Individualized Education Program teams are faced with a seemingly expanding task with the dual purposes of meeting the group-oriented, standards-referenced requirements (and, in most states the Common Core State Standards) while striving to provide an individualized education based on student needs. In this session, Dr. Shriner will discuss IEP decision making, with an emphasis on prioritizing annual, measurable goals and postsecondary goals that are linked to transition and present levels of academic and functional performance assessments. Dr. Rose will present strategies focused on social/emotional goal development, behavior intervention plans and the articulation of transition-specific experiences that support linkages across systems. Participate in this webinar to learn how to improve the transition programming at your school and to better meet the needs of youth with EBD.
Non-member – $114
Members – $89
Student Members – $69
Retired Members – $69
Participants will be able to:
– Describe a decision-making model that supports procedural and substantive components of development and implementation of standards-based IEPs under the Individuals with Disabilities Education Improvement Act;
– Identify strategies for linkages among Transition plans, Functional/Behavioral Assessment and Behavior Intervention Plans within the IEP;
– Describe – through a self-assessment – the strengths and areas of need of IEPs for which they are part of the team.

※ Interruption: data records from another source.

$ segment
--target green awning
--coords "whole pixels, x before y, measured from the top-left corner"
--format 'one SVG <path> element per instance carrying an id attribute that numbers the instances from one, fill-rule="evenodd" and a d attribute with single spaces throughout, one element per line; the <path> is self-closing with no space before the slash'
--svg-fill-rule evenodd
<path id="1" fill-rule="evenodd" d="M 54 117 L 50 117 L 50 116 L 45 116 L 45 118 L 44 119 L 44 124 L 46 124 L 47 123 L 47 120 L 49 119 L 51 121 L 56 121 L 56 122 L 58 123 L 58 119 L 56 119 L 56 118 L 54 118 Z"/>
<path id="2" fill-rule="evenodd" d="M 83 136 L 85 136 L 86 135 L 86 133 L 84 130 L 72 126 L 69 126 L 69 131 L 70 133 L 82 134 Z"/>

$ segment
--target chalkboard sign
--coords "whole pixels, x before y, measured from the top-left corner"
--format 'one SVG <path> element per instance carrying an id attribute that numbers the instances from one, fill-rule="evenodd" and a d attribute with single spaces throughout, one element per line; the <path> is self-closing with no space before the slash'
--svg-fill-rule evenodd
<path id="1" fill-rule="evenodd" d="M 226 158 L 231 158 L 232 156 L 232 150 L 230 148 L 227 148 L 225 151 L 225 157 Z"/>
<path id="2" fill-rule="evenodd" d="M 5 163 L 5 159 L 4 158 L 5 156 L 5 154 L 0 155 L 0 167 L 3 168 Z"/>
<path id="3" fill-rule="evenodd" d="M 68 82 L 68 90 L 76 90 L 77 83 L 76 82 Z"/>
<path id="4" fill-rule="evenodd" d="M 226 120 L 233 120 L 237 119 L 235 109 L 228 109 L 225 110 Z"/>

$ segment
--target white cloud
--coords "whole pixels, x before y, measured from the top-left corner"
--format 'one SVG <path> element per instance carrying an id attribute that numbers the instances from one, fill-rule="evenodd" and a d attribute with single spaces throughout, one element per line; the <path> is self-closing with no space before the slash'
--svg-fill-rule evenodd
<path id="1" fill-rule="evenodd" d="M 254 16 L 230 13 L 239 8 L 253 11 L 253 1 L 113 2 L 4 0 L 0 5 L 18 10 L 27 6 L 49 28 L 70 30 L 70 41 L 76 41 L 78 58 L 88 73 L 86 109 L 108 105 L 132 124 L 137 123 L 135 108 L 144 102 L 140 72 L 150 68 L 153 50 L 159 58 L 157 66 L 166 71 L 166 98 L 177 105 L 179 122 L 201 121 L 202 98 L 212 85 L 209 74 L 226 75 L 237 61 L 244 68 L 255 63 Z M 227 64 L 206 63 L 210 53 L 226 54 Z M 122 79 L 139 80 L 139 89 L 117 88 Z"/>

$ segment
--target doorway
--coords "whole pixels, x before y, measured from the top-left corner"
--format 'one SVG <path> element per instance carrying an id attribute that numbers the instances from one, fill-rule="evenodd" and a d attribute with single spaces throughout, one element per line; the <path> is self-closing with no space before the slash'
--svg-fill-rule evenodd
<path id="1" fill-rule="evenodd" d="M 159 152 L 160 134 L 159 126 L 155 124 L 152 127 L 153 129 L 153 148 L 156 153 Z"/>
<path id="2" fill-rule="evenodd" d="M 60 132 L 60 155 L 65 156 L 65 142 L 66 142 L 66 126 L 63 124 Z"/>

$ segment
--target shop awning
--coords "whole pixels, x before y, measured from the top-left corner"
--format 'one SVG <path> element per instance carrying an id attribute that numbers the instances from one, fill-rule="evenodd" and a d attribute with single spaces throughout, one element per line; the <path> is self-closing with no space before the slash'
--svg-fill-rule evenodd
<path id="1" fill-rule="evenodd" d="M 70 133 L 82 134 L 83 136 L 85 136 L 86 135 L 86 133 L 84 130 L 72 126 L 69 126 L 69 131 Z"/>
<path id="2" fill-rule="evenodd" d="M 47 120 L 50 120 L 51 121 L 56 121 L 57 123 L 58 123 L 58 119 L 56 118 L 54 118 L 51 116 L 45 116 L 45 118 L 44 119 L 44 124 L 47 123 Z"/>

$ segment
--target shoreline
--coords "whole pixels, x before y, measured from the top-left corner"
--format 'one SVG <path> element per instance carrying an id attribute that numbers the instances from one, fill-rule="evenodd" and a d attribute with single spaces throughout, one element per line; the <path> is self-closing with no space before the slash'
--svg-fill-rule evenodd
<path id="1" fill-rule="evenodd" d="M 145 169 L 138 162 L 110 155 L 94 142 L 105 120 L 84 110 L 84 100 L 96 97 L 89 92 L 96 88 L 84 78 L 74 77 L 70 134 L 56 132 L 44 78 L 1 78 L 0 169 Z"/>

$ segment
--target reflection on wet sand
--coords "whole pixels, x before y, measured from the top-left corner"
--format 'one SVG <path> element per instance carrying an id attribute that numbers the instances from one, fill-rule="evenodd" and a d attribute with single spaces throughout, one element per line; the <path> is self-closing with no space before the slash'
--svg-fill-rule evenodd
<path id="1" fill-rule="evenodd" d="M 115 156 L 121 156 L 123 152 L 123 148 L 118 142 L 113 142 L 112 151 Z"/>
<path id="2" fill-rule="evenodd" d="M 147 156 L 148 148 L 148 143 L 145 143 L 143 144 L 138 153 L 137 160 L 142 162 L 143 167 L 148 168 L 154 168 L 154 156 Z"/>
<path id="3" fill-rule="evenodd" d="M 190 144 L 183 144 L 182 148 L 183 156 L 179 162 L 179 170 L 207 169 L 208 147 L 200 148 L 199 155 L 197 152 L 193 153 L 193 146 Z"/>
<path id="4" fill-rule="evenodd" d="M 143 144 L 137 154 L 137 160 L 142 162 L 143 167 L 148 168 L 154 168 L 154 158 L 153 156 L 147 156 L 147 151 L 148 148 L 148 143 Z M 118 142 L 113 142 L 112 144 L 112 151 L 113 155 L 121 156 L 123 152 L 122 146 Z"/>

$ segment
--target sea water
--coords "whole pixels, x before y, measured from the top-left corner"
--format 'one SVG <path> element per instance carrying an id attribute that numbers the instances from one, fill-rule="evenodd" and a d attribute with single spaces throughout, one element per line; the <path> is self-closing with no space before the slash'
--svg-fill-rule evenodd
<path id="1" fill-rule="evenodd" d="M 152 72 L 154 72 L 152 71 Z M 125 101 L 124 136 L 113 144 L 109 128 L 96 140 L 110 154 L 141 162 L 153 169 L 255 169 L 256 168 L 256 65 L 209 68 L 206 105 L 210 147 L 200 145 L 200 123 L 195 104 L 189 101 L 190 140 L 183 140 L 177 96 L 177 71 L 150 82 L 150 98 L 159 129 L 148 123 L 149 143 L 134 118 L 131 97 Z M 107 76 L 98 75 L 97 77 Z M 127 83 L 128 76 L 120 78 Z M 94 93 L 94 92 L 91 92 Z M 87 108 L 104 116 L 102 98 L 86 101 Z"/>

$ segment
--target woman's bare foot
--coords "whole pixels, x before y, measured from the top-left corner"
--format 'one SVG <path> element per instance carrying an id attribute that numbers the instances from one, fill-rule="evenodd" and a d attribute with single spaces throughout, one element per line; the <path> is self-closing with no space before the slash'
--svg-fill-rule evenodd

Jim Shriner is an associate professor of special education at the University of Illinois at Urbana-Champaign. His work includes research on the effects of both the ESEA and IDEA on the educational services provided to students with disabilities. He is Principal Investigator of an Institute of Education Sciences Goal 2 grant on implementing the Common Core State Standards and the development of web-based supports for IEP team decisions. Dr. Shriner currently serves as a member of the Expert Cadre Panel for the National Center of Educational Outcomes (NCEO) and is an advisor to the Student Assessment Divisions for the states of Illinois, South Carolina, South Dakota, and Texas.
Chad A. Rose is an assistant professor of special education in the Department of Language, Literacy and Special Populations at Sam Houston State University. His current research focuses on unique predictive and protective factors associated with students with disabilities within the bullying dynamic and on bully prevention efforts. Dr. Rose is also a research associate at the University of Southern California on a longitudinal study funded by the National Institute of Child Health and Human Development and designed to examine mental health and academic outcomes associated with electronic and direct victimization and racial discrimination. He also serves as the President for Texas CCBD, Vice President of Membership for Texas Association of College Teachers, and Secretary for Texas CLD.